Community colleges were once considered a place to go if you couldn’t get in to a “better” college. How times have changed! More students and their families are giving serious consideration to community colleges as a great place to start their education. Why?
- One reason is the cost of a community college versus a four-year university. In general, the average cost for tuition and fees is about $3,500/year at a community college, while the same average costs at a four-year college or university range from $9,500 for an in-state public university to about $34,000 for a private college.
- Another reason a student may consider a community college is because they’re uncertain of their major or career path. Community colleges offer a number of majors and the opportunity to explore areas of interest that may lead to a major. Families I work with are often surprised by the wide array of programs offered at the community college level: accounting, finance, nursing, computer science, engineering, liberal arts, hospitality, and the list goes on.

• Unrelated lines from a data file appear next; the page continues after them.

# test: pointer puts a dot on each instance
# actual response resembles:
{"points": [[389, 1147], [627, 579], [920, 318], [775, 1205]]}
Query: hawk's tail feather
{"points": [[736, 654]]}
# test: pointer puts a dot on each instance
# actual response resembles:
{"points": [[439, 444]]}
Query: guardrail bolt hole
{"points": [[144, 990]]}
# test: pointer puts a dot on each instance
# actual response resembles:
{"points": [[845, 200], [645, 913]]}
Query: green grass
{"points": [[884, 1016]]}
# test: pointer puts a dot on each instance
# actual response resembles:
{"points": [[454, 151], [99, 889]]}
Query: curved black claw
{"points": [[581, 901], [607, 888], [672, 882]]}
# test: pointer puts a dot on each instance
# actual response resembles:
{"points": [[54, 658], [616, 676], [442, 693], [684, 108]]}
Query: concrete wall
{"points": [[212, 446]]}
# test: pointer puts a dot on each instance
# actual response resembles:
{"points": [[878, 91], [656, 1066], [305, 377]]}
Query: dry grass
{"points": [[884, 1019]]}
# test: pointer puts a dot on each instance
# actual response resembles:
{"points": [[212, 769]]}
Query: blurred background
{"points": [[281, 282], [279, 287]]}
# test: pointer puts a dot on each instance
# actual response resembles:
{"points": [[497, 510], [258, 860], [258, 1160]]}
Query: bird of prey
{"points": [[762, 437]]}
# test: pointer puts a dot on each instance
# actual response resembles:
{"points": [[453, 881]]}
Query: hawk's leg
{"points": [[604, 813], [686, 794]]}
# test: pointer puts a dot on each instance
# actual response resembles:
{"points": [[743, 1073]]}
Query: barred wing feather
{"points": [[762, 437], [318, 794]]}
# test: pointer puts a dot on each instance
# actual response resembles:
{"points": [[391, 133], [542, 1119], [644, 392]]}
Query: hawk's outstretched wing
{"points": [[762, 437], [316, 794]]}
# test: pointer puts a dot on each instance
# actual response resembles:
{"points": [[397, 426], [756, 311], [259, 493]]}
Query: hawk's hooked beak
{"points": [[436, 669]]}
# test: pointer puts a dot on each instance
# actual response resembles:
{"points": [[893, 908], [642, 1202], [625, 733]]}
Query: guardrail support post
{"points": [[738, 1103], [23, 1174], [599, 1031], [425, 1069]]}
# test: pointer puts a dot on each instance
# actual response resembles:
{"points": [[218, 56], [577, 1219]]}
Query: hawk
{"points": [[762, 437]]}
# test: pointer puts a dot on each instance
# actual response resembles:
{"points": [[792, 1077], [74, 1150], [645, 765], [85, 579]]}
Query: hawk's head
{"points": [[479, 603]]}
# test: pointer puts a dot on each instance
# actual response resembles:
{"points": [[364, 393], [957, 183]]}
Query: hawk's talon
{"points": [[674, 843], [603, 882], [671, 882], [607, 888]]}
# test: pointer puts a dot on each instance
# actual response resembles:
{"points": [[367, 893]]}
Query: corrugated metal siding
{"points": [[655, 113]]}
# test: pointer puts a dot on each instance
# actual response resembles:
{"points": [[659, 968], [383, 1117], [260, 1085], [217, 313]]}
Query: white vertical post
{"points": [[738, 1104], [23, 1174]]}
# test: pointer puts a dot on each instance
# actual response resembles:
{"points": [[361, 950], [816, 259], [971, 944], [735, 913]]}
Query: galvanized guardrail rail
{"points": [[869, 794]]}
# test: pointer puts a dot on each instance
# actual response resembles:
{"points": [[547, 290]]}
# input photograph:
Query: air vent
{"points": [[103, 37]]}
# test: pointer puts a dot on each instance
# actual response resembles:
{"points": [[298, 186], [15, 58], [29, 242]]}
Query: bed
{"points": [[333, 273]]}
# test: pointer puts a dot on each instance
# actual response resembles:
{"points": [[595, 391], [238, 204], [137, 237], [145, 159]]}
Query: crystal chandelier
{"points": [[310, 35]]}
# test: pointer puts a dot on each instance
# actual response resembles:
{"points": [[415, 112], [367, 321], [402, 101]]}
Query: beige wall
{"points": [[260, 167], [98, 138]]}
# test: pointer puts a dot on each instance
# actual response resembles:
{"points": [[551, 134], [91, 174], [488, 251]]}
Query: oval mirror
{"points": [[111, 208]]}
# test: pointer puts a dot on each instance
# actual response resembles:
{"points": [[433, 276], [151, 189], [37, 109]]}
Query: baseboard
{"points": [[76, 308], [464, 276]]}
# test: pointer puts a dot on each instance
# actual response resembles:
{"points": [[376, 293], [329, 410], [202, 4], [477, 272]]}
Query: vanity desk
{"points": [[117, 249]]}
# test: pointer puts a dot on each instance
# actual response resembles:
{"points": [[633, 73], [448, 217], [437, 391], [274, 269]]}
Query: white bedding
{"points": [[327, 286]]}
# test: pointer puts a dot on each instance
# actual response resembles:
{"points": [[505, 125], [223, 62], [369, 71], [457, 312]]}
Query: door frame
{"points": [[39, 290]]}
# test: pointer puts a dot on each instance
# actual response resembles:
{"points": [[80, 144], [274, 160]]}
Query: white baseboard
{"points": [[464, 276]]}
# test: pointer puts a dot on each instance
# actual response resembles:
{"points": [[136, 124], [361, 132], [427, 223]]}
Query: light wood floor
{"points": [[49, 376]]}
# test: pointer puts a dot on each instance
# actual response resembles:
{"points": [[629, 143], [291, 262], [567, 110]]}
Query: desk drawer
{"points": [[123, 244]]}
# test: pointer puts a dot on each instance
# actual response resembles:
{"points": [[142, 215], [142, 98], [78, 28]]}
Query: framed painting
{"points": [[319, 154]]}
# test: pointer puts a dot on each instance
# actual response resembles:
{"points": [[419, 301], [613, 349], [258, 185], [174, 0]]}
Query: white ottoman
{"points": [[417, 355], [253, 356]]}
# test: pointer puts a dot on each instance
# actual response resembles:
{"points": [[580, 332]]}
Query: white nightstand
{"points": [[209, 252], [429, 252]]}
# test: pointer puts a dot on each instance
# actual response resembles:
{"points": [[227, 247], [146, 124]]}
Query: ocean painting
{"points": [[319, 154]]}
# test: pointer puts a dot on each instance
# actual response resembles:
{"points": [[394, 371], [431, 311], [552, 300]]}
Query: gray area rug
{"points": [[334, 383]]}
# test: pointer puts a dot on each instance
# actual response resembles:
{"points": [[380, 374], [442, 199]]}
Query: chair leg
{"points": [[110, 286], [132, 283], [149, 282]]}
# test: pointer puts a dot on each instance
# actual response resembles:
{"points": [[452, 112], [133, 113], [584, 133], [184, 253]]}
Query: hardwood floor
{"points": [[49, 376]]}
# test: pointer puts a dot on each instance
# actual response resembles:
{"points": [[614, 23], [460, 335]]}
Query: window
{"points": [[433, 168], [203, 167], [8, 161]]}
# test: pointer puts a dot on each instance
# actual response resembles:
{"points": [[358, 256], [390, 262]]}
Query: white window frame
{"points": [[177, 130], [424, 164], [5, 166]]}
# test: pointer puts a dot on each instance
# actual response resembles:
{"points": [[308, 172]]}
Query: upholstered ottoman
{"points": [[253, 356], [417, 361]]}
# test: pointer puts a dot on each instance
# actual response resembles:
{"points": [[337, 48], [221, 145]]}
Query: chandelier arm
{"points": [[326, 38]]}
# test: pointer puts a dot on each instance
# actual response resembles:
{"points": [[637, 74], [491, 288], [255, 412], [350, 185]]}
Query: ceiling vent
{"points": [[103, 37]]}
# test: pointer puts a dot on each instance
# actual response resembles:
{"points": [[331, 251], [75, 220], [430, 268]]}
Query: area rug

- Community colleges also offer certificates and associate’s degrees that help students become career-ready in a short period of time in fields such as welding, automotive, dental hygiene, surgical technology, computer-aided design, and EMT. For students who may not be ready to pursue a bachelor’s degree, these programs will provide training for well-paying jobs.
- Students who earn an associate’s degree at a community college may find that they have preference in admissions to four-year colleges and universities. Community colleges in many states partner with both public and private colleges in their states to facilitate transfer so that credits earned can be used towards the bachelor’s degree. In California, for example, preference is given to students who wish to transfer from a community college to one of the UC or CSU campuses. In Massachusetts, residents are guaranteed automatic transfer to one of the campuses in the state university or University of Massachusetts systems after they receive the associate’s degree. Private colleges in many states also accept credits earned at the community college level. It is therefore possible to complete a bachelor’s degree in four years for considerably less money by starting at the community college.
- Some families shy away from a community college because they think their child won’t have the same experiences as if she had gone to a four-year college. Modern day community colleges, however, offer an expansive selection of activities, clubs, internships, and volunteer opportunities for students to engage in while they attend. And as for dorm life, 33 community colleges in the United States and the District of Columbia offer residential campuses for their students. These opportunities allow community college students to share the same types of experiences as their peers at four-year colleges.
If your student decides to start their educational program at a community college, make sure he works closely with the transfer office so that the advisors can help with course selection. This will ensure that students are taking the core courses that are necessary for both their associate’s and bachelor’s degrees. Most credits will transfer, although any credits taken for remedial classes in English or math, will not count towards the associate’s degree and will therefore not transfer to the college or university.
Another concern I hear from families is how community colleges are viewed in the transfer process and later, when the student enters the workforce. As I mentioned above, many colleges, including some of the most prestigious in the country, give transfer preference to students coming from a community college. And as for how it’s viewed in the workplace? Well, here are a few successful people who went to community college: from the entertainment and business fields, Tom Hanks, George Lucas, Walt Disney, Queen Latifah, Steve Jobs and Guy Fieri; from the sports world, Aaron Rodgers and Jackie Robinson; in the arts and sciences, astronaut Eileen Collins and author Amy Tan.
If you’re price-conscious, or your child isn’t ready to leave home or is unsure of their major, check out the community colleges in your area. I think you’ll be pleasantly surprised at what you find!